As well as the lack of warning, firefighting efforts may have been hindered by a lack of staff, according to Hawaii Firefighters Association President Bobby Lee. A maximum of 65 firefighters work at any time to deal with fire across three islands, and while the crews have 13 fire engines and two ladder trucks, the department doesn’t have any off-road vehicles, Lee said. In turn, that means the crews can’t intervene in brush fires until they approach populated areas or roads. “You’re basically dealing with trying to fight a blowtorch,” Lee said. “You’ve got to be careful—you don’t want to get caught downwind from that, because you’re going to get run over in a wind-driven fire of that magnitude.”

A view of the charred remains in Lahaina.

A view of the charred remains of Lahaina.

Erin Hawk/Reuters

Destruction in Maui’s west is so severe, a local nonprofit says it can’t access the area to search for those who became trapped in the fast-moving flames. Lauren Henrie, a spokesperson for Maui Rescue Mission, told CNN that western Maui is “completely cut off from communication and power.”

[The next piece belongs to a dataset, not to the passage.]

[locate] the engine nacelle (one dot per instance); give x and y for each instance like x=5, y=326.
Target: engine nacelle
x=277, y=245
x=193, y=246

Henrie said her team is desperate to get into cities—like Lahaina—and begin searching for the 1,000-plus people that have been listed as unaccounted for in local Facebook groups.

While the area is cut off by land, Henrie said supplies have been delivered to some of those stranded on the island’s west by boat, but those efforts alone won’t be enough.

“We are looking at years, years of recovery right now,” she said.

Earlier on Thursday, President Joe Biden declared a “major disaster” in Hawaii and expanded federal aid to the state’s recovery efforts, the White House said in a statement. “We’re working as quickly as possible to fight those fires and evacuate residents and tourists,” Biden said during a speech in Utah. “In the meantime, our prayers are with the people of Hawaii, but not just our prayers: every asset that we have will be available to them.”